Eine aktuelle Bitkom-Studie zeigt, dass wir doch alle sehr an der kurzen Handy- oder Mail-Leine hängen: 77 Prozent der Berufstätigen in Deutschland sind außerhalb ihrer regulären Arbeitszeiten für Kollegen, Vorgesetzte oder Kunden per Handy oder E-Mail erreichbar. 30 Prozent sind es sogar jederzeit, 32 Prozent zu bestimmten Zeiten, zum Beispiel abends an Wochentagen oder am Wochenende.

Die aktuelle Studie hat weiter ergeben, dass 87 Prozent aller Berufstätigen mit einem Computer und 67 Prozent mit Handy oder Smartphone arbeiten. Dabei gehe der Trend zum mobilen Arbeiten. Laut Umfrage nutzen 79 Prozent aller Erwerbstätigen für ihre tägliche Arbeit mobile Geräte. Das befeuert natürlich die momentane Diskussion, ob unsere maßlose Mobil-Nutzung und das damit verbundene Nicht-Abschalten-Können vom Job nicht viele andere momentan zunehmende Erscheinungen wie Burnout, Stress, fehlende Dialog- und Konfliktkompetenz nach sich ziehen.
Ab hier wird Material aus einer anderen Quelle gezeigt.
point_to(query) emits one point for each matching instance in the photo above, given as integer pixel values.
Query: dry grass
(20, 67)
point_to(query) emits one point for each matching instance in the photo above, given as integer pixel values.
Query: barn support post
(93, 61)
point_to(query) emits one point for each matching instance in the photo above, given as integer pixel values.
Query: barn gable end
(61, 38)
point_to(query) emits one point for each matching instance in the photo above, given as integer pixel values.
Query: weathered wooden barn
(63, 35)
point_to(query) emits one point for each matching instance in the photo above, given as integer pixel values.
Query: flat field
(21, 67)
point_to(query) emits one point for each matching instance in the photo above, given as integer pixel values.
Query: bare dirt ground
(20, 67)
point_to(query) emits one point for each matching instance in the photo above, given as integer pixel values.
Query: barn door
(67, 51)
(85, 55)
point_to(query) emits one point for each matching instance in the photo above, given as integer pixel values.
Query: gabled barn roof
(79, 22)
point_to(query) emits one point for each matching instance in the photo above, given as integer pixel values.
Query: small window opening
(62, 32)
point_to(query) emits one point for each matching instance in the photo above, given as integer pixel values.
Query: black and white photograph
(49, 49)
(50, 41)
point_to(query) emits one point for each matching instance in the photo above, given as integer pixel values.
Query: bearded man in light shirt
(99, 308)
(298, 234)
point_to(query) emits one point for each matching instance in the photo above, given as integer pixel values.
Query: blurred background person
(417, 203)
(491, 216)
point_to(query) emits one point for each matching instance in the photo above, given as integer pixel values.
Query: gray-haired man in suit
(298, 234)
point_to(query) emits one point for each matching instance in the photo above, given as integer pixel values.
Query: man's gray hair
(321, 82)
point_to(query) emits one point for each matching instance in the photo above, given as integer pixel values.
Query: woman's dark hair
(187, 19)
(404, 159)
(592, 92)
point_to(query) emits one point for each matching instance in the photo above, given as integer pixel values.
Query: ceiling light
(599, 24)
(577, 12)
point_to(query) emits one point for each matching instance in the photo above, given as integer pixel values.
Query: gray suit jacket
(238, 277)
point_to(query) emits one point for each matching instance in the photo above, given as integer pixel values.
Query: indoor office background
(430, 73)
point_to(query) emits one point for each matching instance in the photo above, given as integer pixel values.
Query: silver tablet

Laut Spiegel schaltet VW seit letztem Jahr die Server für den Mail-Abruf der Mitarbeiter ab: „Blackberry Pause: VW-Betriebsrat setzt E-Mail-Stopp nach Feierabend durch“, damit es wieder einen Feierabend gibt – die Möglichkeit für einen Lebensteil ohne Job-Unterbrechung. Daimler zieht in diesem Jahr nach. Flexible Arbeitszeiten seien ja gut und schön, und mobiles Arbeiten würde neue Chancen eröffnen – findet auch Arbeitsministerin Ursula von der Leyen, aber sie befürchtet eine Massen-Sucht und forderte schon letztes Jahr einen psychischen Arbeitsschutz für deutsche Arbeitnehmer. Das ständige blinkende und surrende Smartphone vermittelt den Menschen eine Wichtigkeit und Wertschätzung, die viele abhängig macht, unterstützt Frank Brenscheidt, Arbeitspsychologe von der Bundesanstalt für Arbeit, eine klare Regelung für Mailnutzung zumindest im Unternehmen.

Und der weltweite IT-Dienstleister Atos hat 2011 angekündigt, den steinigen Weg zu gehen, den internen Mailverkehr abzuschalten. Letzte Woche hat die Computerwoche mit dem deutschen Atos-Chef eine aktuelle Bestandsaufnahme zu diesem „zero email project“ gemacht. Denn Atos hatte festgestellt, dass die Bearbeitung von internen Mails am Tag zu viel Zeit einnimmt und etwas schief läuft. Allein eine Awareness-Schulung entwickelt aus einer Emailverhaltens-Analyse hat schon eine Reduzierung um 30 Prozent ergeben (Ist eine Antwort erforderlich? Welcher Verteilerkreis ist wirklich notwendig? Etc.)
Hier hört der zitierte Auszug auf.